You just slip out the back, Jack
Make a new plan, Stan
You don't need to be coy, Roy
Just get yourself free
Hop on the bus, Gus
You don't need to discuss much
Just drop off the key, Lee
And get yourself free

Ooo slip out the back, Jack
Make a new plan, Stan
You don't need to be coy, Roy
Just listen to me
Hop on the bus, Gus
You don't need to discuss much
Just drop off the key, Lee
And get yourself free

She said it grieves me so to see you in such pain
I wish there was something I could do to make you smile again
I said I appreciate that and would you please explain
About the fifty ways

She said why don't we both just sleep on it tonight
And I believe in the morning you'll begin to see the light
And then she kissed me and I realized she probably was right
There must be fifty ways to leave your lover
Fifty ways to leave your lover

You just slip out the back, Jack
Make a new plan, Stan
You don't need to be coy, Roy
Just get yourself free
Hop on the bus, Gus
You don't need to discuss much
Just drop off the key, Lee
And get yourself free

Slip out the back, Jack
Make a new plan, Stan
You don't need to be coy, Roy
Just listen to me
Hop on the bus, Gus
You don't need to discuss much
Just drop off the key, Lee
And get yourself free

"50 Ways to Leave Your Lover" is a 1975 hit song by Paul Simon, from his album Still Crazy After All These Years.
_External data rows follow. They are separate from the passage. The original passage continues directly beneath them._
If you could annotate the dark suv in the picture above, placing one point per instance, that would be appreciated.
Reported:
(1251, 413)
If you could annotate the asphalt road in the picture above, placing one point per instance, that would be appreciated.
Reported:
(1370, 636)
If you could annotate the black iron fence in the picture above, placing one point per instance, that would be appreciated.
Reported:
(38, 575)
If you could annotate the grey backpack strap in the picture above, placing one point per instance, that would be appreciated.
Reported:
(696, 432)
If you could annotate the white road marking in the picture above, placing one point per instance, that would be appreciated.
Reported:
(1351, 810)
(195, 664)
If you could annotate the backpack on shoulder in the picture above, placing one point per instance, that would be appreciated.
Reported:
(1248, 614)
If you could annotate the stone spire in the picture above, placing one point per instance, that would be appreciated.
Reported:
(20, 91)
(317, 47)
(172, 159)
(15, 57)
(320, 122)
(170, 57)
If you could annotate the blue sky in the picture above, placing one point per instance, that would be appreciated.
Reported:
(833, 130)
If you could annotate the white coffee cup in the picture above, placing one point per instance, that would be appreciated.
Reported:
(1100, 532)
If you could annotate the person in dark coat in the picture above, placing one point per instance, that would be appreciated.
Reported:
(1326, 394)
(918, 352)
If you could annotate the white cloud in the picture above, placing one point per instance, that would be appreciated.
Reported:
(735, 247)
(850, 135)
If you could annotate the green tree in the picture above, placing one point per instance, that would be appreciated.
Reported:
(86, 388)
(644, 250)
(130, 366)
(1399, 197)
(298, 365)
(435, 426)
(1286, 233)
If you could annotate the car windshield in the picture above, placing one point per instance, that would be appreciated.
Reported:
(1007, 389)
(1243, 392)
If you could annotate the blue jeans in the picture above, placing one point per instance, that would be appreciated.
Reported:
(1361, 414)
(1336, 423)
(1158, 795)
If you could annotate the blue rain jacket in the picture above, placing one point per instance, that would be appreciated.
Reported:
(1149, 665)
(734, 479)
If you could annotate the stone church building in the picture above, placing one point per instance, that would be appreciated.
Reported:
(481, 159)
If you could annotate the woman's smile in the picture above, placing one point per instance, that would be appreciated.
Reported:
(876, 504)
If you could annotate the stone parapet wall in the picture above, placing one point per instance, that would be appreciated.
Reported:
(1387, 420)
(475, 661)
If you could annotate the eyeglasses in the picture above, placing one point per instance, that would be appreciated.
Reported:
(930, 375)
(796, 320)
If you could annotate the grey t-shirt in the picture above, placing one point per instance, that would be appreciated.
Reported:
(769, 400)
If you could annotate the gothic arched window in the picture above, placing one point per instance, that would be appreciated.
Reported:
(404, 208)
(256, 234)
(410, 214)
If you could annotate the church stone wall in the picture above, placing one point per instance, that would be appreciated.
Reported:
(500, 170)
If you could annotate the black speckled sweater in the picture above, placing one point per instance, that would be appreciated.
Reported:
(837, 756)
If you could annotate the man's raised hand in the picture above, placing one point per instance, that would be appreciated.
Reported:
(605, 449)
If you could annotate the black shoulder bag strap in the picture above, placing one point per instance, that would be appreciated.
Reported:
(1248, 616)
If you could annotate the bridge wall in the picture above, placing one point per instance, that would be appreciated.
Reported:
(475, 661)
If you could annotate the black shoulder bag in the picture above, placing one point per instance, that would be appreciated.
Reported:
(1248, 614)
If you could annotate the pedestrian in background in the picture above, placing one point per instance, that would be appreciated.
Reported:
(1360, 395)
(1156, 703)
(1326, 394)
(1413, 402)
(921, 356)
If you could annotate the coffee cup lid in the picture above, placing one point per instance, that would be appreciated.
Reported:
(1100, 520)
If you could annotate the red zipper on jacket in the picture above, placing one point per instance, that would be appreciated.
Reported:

Backing vocals on the single were performed by Patti Austin, Valerie Simpson and Phoebe Snow. Written after Simon's divorce from first wife Peggy Harper, the song is a mistress's humorous advice to a husband on ways to end a relationship: Just slip out the back, Jack/Make a new plan, Stan. The song is anchored by a "linear" drum pattern performed by studio drummer Steve Gadd, which became the hook and color for the song. The song was recorded in a small New York City studio on Broadway.